Titel: Gesetz über die Hochschulen des Landes Nordrhein-Westfalen (Hochschulgesetz 2004 - HG 2004)
Normgeber: Nordrhein-Westfalen
Amtliche Abkürzung: HG 2004
Gliederungs-Nr.: 221
Normtyp: Gesetz

(1) Die Qualifikation für ein Hochschulstudium wird in der Regel durch den erfolgreichen Abschluss einer auf das Studium vorbereitenden Schulbildung oder eine als gleichwertig anerkannte Vorbildung erworben.

(2) Die Qualifikation für das Studium an Universitäten und Kunsthochschulen wird durch ein Zeugnis der Hochschulreife (allgemeine Hochschulreife oder fachgebundene Hochschulreife) nachgewiesen.
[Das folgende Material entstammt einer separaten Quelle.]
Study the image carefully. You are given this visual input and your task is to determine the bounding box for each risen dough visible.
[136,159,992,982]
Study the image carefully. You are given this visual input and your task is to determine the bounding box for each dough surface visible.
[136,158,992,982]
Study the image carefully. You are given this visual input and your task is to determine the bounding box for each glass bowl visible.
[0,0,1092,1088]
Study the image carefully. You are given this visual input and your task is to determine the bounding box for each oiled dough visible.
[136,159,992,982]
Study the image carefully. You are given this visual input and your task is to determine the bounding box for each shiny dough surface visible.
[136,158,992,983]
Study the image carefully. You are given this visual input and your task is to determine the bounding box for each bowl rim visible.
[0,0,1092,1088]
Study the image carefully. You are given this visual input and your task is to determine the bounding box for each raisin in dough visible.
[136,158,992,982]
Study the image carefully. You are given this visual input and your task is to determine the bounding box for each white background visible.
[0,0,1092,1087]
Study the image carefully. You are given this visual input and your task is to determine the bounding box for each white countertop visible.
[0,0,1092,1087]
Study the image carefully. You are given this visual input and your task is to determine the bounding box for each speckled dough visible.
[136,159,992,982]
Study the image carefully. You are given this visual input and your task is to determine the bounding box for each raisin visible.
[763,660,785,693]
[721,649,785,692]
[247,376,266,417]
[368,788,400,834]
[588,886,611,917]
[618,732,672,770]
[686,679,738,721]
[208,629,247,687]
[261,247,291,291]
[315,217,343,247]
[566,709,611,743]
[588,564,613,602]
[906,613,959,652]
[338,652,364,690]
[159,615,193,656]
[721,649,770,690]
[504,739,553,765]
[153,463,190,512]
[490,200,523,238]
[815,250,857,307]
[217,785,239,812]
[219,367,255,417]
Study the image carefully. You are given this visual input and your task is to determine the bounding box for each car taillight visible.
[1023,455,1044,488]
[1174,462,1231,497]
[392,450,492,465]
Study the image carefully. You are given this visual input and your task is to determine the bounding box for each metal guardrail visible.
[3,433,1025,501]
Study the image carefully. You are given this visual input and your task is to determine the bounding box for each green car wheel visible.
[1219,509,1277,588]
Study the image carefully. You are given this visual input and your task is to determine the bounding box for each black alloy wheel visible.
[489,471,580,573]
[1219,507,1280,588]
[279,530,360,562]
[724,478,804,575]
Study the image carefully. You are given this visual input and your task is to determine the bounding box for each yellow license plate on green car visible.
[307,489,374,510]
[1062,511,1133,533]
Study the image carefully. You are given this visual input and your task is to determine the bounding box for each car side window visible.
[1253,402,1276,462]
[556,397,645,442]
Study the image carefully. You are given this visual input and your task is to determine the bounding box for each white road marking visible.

Die allgemeine Hochschulreife berechtigt uneingeschränkt zum Studium, die fachgebundene Hochschulreife nur zum Studium der im Zeugnis ausgewiesenen Studiengänge.

(3) Die Qualifikation für das Studium an Fachhochschulen wird auch durch ein Zeugnis der Fachhochschulreife nachgewiesen.

(4) Das Ministerium für Schule und Weiterbildung regelt im Einvernehmen mit dem Ministerium durch Rechtsverordnung die Feststellung der Gleichwertigkeit von Vorbildungsnachweisen nach den Absätzen 1 bis 3 sowie für Vorbildungsnachweise, die außerhalb des Geltungsbereichs dieses Gesetzes erworben werden. Das Ministerium regelt im Einvernehmen mit dem Ministerium für Schule und Weiterbildung durch Rechtsverordnung für in der beruflichen Bildung Qualifizierte weitere Zugangsmöglichkeiten zu einem Hochschulstudium.

(5) Die Prüfungsordnungen können bestimmen, dass neben der Qualifikation nach den Absätzen 1 bis 3 und 4 Satz 1 eine studiengangbezogene besondere Vorbildung, künstlerische oder sonstige Eignung oder praktische Tätigkeit nachzuweisen ist; § 84 Abs. 2 bleibt unberührt. Prüfungsordnungen können auch bestimmen, dass für einen Studiengang, der zu einem weiteren berufsqualifizierenden Abschluss führt, ein vorangegangener qualifizierter Abschluss und für einen fremdsprachigen Studiengang die entsprechende Sprachkenntnis nachzuweisen ist; in Studiengängen, die zu einem ersten berufsqualifizierenden Abschluss führen, dürfen keine Sprachkenntnisse gefordert werden, die über eine mögliche schulische Ausbildung gemäß Absatz 1 hinausgehen. Ordnungen können bestimmen, dass eine Studienbewerberin oder ein Studienbewerber, die keine Deutsche oder der kein Deutscher ist und nicht einem anderen Mitgliedstaat der Europäischen Union angehört, über die Qualifikation nach den Sätzen 1 und 2 oder den Absätzen 1 bis 4 hinaus ihre oder seine Studierfähigkeit in einer besonderen Prüfung nachweisen muss. Bei Studienbewerberinnen und Studienbewerbern mit einer deutschen Hochschulzugangsberechtigung ist eine besondere Prüfung nach Satz 3 nicht erforderlich.

(6) Die Prüfungsordnungen können bestimmen, dass von der Qualifikation nach den Absätzen 1 bis 5 ganz oder teilweise abgesehen werden kann, wenn Studienbewerberinnen oder Studienbewerber eine studiengangbezogene besondere fachliche Eignung oder besondere künstlerische oder gestalterische Begabung und eine den Anforderungen der Hochschule entsprechende Allgemeinbildung nachweisen. Studierende mit einer Qualifikation gemäß Satz 1, denen die Hochschule anhand von wenigstens der Hälfte aller in einem Studiengang geforderten Studien- und Prüfungsleistungen den erfolgreichen Studienverlauf bescheinigt hat, dürfen ihr Studium an einer anderen Hochschule desselben Typs und dort auch in einem verwandten Studiengang fortsetzen.

(1) Red. Anm.:
Außer Kraft am 1. Januar 2007 durch Artikel 1 § 82 Abs. 5 des Gesetzes vom 31. Oktober 2006 (GV. NRW. S. 474). Zur weiteren Anwendung s. Artikel 1 § 82 Abs. 4, Artikel 2 und Artikel 8 Nr. 1 und 2 Buchst. d) des Gesetzes vom 31. Oktober 2006 (GV. NRW. S. 474) sowie Artikel 1 § 78 und § 82 des Gesetzes vom 16. September 2014 (GV. NRW. S. 547).

Artikel 2 HFG ist durch § 77 Abs. 1 Satz 2 des Kunsthochschulgesetzes vom 13. März 2008 (GV. NRW. S. 195) außer Kraft getreten. Des Weiteren gilt Artikel 6 Nr. 2 i.V.m. Artikel 6 Nr. 1 Buchst. a) des Gesetzes vom 13. März 2008 (GV. NRW. S. 195).